Die alte Bundesregierung hatte deshalb bereits 2020 in ihrem „Konjunktur- und Zukunftspaket“ zwei Milliarden Euro für die Förderung dieser Technologien in den Bereichen Quantencomputing, Quantenkommunikation und Quantensensorik vorgesehen. Aktuell fließen allein 40 Mio. Euro in den Bau eines Quantencomputers für das Leibniz-Rechenzentrum der Bayerischen Akademie der Wissenschaften in Garching bei München. Und auch im Koalitionsvertrag der neuen Ampelkoalition werden Investitionen in Quantentechnologien angekündigt.

Die Besonderheit des Quantencomputers

Doch was steckt eigentlich hinter dem futuristisch anmutenden Begriff der Quantencomputer? Als „Quant“ wird in der Physik der kleinstmögliche Wert einer physikalischen Größe bezeichnet, z.B. ein Photon oder Lichtteilchen in einer elektromagnetischen Welle. Ein solches Quant kann nicht geteilt, sondern nur als Ganzes erzeugt oder vernichtet werden. In einem Quantencomputer könnte dies ein geladenes Atom bzw. ein Ion oder eine bestimmte Menge von Elektronen in einem Kreisstrom sein.

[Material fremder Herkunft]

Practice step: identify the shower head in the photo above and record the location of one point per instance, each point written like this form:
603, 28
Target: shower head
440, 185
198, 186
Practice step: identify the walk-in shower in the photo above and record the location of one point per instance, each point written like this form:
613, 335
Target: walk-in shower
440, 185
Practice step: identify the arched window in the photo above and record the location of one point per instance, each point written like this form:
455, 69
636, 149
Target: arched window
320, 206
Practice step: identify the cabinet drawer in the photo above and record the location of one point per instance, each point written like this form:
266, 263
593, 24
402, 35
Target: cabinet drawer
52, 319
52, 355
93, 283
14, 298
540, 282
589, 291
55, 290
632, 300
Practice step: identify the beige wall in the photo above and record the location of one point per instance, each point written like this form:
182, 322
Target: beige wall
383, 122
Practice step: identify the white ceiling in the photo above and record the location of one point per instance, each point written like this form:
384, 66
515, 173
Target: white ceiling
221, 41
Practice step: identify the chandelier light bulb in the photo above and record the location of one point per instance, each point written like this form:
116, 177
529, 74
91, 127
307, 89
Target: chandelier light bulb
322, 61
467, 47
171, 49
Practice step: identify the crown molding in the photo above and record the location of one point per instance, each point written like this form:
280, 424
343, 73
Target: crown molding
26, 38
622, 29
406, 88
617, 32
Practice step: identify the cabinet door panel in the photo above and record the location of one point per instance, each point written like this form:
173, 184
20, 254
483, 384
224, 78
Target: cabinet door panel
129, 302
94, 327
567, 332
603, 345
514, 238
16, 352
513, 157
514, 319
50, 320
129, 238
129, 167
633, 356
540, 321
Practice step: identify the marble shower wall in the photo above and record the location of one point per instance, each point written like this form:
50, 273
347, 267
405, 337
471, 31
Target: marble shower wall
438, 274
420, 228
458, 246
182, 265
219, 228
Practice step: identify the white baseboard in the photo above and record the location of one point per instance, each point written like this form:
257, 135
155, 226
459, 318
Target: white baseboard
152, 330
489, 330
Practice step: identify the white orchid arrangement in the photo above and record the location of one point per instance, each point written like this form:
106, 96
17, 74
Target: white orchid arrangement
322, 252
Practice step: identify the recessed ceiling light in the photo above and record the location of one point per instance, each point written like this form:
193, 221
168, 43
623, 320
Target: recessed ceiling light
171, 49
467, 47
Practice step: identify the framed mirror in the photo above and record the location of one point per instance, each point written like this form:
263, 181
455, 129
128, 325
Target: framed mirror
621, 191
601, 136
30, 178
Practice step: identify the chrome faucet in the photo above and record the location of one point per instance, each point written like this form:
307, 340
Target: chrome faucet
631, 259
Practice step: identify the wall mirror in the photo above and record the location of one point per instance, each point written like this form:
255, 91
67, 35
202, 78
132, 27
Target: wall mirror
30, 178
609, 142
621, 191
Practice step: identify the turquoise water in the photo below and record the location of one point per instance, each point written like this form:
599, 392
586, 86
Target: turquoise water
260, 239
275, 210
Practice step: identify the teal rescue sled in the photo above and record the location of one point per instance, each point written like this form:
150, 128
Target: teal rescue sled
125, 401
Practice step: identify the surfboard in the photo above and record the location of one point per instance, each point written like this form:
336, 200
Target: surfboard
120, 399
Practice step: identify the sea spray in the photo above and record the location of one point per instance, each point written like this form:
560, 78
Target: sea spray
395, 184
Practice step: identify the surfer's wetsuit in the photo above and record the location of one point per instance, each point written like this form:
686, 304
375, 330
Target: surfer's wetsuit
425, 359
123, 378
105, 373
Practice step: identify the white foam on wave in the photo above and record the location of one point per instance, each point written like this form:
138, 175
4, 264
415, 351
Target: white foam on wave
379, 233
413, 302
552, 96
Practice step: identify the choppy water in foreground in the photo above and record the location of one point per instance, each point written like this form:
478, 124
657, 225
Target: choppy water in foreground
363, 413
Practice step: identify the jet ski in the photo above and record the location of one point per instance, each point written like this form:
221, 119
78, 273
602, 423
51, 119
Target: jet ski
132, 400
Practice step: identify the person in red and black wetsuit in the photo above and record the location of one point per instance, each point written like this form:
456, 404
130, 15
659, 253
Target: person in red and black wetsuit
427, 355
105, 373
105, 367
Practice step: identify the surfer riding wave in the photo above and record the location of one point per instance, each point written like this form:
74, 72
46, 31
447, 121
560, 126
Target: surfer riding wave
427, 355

Mithilfe dieser Quanten und der speziellen Gesetzmäßigkeiten der Quantenmechanik funktionieren entsprechende Computer grundsätzlich anders als herkömmliche digitale Rechner. Während die heute genutzten Computer mit Bits arbeiten, die nur zwei mögliche elektrische Zustände annehmen können, nämlich Eins für „Strom an“ oder Null für „Strom aus“, speichert ein Quantencomputer seine Informationen in sogenannten Quantum Bits (Qubits).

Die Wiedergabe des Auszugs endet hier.